Heart murmurs are generated by turbulent flow of blood, which may occur inside or outside the heart. Murmurs may be physiological (benign) or pathological (abnormal). Abnormal murmurs can be caused by stenosis restricting the opening of a heart valve, resulting in turbulence as blood flows through it. Abnormal murmurs may also occur with valvular insufficiency (or regurgitation), which allows backflow of blood when the incompetent valve closes with only partial effectiveness. Different murmurs are audible in different parts of the cardiac cycle, depending on the cause of the murmur.
Normal Heart Sounds
Normal heart sounds are associated with heart valves closing, causing changes in blood flow.
S1
The first heart tone, or S1, forms the "lubb" of "lubb-dub" or "lubb-dup" and is composed of components M1 and T1. Normally M1 precedes T1 slightly. It is caused by the sudden block of reverse blood flow due to closure of the atrioventricular valves, i.e. mitral and tricuspid, at the beginning of ventricular contraction, or systole. When the ventricles begin to contract, so do the papillary muscles in each ventricle. The papillary muscles are attached to the tricuspid and mitral valves via chordae tendineae, which bring the cusps or leaflets of the valve closed (chordae tendineae also prevent the valves from blowing into the atria as ventricular pressure rises due to contraction). The closing of the inlet valves prevents regurgitation of blood from the ventricles back into the atria. The S1 sound results from reverberation within the blood associated with the sudden block of flow reversal by the valves.[1] If T1 occurs more than slightly after M1, then the patient likely has a dysfunction of conduction of the right side of the heart such as a Right bundle branch block.
S2
The second heart tone, or S2, forms the "dub" of "lubb-dub" or "lubb- dup" and is composed of components A2 and P2. Normally A2 precedes P2 especially during inspiration when a split of S2 can be heard. It is caused by the sudden block of reversing blood flow due to closure of the aortic valve and pulmonary valve at the end of ventricular systole, i.e. beginning of ventricular diastole. As the left ventricle empties, its pressure falls below the pressure in the aorta, aortic blood flow quickly reverses back toward the left ventricle, catching the aortic valve pocketlike cusps and is stopped by aortic (outlet) valve closure. Similarly, as the pressure in the right ventricle falls below the pressure in the pulmonary artery, the pulmonary (outlet) valve closes. The S2 sound results from reverberation within the blood associated with the sudden block of flow reversal.
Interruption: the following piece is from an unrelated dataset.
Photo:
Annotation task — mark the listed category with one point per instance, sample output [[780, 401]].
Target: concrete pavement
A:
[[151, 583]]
Splitting of S2 normally occurs during inspiration because the decrease in intrathoracic pressure causes more blood to be delivered to the right heart, thereby prolonging contraction and delaying closure of the pulmonic valve. A widely split S2 can be associated with several different cardiovascular conditions, including right bundle branch block and pulmonary stenosis.(wikipedia)
Assessing Lung Sound
To auscultate lung sounds, move the diaphragm of your stethoscope according to the numbers on the corresponding diagram.
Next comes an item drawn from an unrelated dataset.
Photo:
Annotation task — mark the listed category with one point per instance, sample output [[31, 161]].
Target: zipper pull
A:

There are three normal breath sounds :
- (B) Bronchial Breath Sounds - loud, harsh, hight pitched
Heard over trachea, bronchi (betwen clavicles and midsternum), and over main bronchus. - (BV) Bronchovesicular Breath Sounds - blowing sounds, moderate intensity and pitch.
Heard over large airways, on either side of sternum, at the Angle of Louis, and betwen scapulae. - (V) Vesicular Breath Sounds - soft breezy quality, low pitched.
Heard over the peripheral lung area, heard at best of base lungs.